1)   Quotas on the public broadcasters, as is the case for children’s content on the BBC. Alternatively, a points system that can provide incentives for commissioning different types of content or from different sources.

2)   The government may choose to provide tied funding to the ABC to deliver certain genres of content.

3)  A Ministerial Statement of Expectations which addresses the volume of Australian content that the ABC delivers each year and the ABC’s relationship with the independent sector and the terms on which it commissions content.

4)    To enable the independent sector to invest in development of ideas and skills, the ABC may choose to provide market forecasts of its content budgets for drama and narrative comedy, children’s and factual and documentary.

Meanwhile the ABC has rejected suggestions it has an unfair advantage or is crowding out commercial media companies.

Releasing its submission to the inquiry, MD Michelle Guthrie warned: “Any move to curtail the ABC’s activities would serve only to punish Australian audiences who trust and value us.”
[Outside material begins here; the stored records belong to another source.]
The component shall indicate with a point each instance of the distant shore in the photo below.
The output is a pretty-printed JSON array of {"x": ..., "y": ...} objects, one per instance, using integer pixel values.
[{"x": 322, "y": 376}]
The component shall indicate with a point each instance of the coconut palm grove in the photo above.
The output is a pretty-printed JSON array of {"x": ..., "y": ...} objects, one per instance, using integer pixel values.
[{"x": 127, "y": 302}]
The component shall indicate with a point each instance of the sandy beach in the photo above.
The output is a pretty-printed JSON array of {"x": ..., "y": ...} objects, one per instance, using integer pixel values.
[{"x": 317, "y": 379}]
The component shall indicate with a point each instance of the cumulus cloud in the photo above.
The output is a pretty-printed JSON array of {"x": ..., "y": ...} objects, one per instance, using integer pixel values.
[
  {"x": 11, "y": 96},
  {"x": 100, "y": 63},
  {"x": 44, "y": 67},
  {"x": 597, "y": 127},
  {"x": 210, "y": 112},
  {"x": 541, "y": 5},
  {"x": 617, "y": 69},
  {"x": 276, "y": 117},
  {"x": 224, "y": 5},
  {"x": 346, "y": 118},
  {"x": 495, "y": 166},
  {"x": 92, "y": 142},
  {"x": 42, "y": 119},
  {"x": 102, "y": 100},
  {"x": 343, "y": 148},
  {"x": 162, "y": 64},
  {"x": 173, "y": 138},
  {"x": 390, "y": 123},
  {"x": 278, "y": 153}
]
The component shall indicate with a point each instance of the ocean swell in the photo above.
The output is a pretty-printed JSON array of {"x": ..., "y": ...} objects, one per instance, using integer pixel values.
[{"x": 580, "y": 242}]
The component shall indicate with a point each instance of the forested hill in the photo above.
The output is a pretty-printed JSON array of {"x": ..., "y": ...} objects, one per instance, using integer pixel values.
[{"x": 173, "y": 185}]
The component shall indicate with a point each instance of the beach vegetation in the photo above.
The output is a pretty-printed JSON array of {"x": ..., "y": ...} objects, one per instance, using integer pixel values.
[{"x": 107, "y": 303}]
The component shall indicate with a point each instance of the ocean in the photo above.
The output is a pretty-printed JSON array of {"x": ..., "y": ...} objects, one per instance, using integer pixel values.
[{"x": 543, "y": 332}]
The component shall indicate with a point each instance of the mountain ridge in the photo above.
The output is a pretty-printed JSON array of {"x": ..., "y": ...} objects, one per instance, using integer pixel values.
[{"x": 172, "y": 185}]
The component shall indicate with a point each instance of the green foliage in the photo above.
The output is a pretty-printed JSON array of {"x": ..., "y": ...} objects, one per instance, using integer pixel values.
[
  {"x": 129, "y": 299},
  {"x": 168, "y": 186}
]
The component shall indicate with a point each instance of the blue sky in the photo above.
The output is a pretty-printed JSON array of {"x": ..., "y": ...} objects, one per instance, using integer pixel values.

Free TV Australia, the commercial free-to-air networks lobby group, has accused SBS of increasingly airing commercial content in primetime, claiming most of it is outside SBS’s charter. The organisation called on the government to require the Australian Communications and Media Authority (ACMA) to report annually on the performance of the national broadcasters in delivering on their charter obligations.

Guthrie said: “Far from disadvantaging commercial media, the evidence shows the ABC has a positive influence on the broader media sector, including in its focus on innovation and its ability to serve as a launch pad for ideas and fresh talent.

“The ABC is well aware of its privileged position in Australian society. The ABC uses its government funding efficiently and effectively to deliver on its charter obligations to provide comprehensive and innovative public broadcasting and digital media services to Australian audiences.

“It rigorously supports the principles of competitive neutrality – that public and commercial sector entities should function on a level playing field – and applies them appropriately.”